Occasionally, a band comes along that makes me wonder why they haven’t been discovered yet. Some bands are just too amazingly talented, amazingly hip, amazingly ‘in’, and amazingly talented to be left in obscurity. Then I realize that because they’re amazingly talented, they probably have an inordinate amount of dignity, which means that they could never sell out to corporate types.

That’s definitely Page France. Page France plays a unique brand of acoustic pop/folk that is helplessly charming, disarming, and smile-inducing. The focus of this album is not on deep lyrics- the deft wordplay used here forms songs that don’t make any sense at all. Each verse and chorus seems to be a separate idea, and nothing ever flows. That’s not to say the lyrics are bad; on the contrary, they’re highly quotable and enjoyable. Just don’t try to find any cohesive meaning throughout a song.

No, the focus here is on the jubilant guitar exultations of Michael Nau, the head behind Page France. Nau’s guitar compositions are playful, comfortable, and strangely endearing- it sounds like a fairy tale on tape. The dramatic, profound “Love and Interruption” has a solid base of upbeat guitar, upon which is layered warbly, silly electric guitar notes and a simplistic cymbal hit as a guitar line. It sways like the ocean and it feels like a good nap- it’s the quintessential relaxation song.

But if you’re into something with substance, something with intense songwriting skill, check out the album-topping “Bridge”, which boasts a delicate guitar line accented by both male and female vocals. The melody here is downright beautiful, and the synthesizers charm the feel of the ocean right out of the Pacific. Once the sincere female vocals chime in, the song is already melting the listener into a puddle. The song crescendos even more, and it’s a little slice of bliss as Nau pours out “Oh I don’t feel a thing, but I want to be real, as you are….as you are…” It just doesn’t even match up to the words I’ve put with it- it’s so good.
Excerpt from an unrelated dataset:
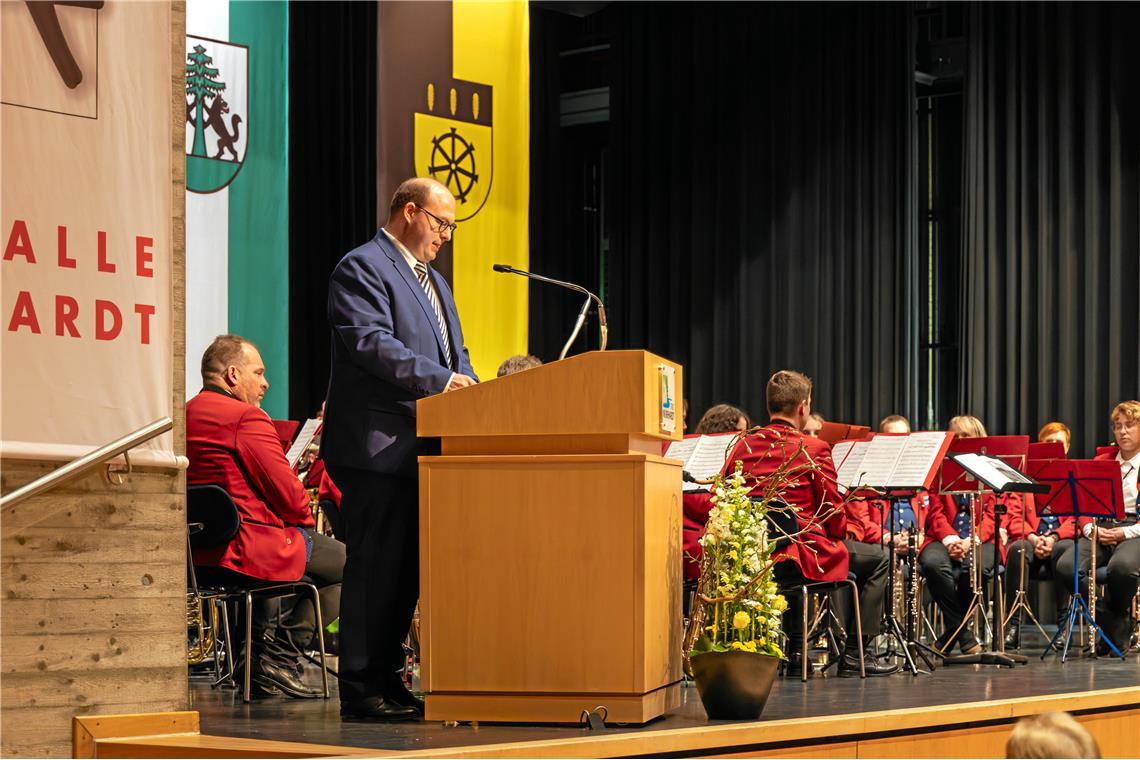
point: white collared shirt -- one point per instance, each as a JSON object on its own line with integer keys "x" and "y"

The rest of the tracks here are all just as good, based mostly off soft drumming, full, yet never loud, guitars, quirky melodies, and tasteful synthesizer arrangements. “Air Pollution” features a choir in the background of the chorus- “Slippery” bounces like a basketball and is much more charming. “We Remain as Two” is a simply stunning piano elegy- the hushed piano and lackadaisical melody fuse together to form a beautiful, beautiful cap to a great album.

If you’re a listener, Page France’s debut is something to get, and quick. If you’re an acoustic guitar player, this is something to aspire to. If you’re a record label exec, this is something to look into- because this is something irresistible. No one can resist the playful charm of Page France’s “Come, I’m a Lion!”- everyone falls prey to the beautiful acoustic pop/folk.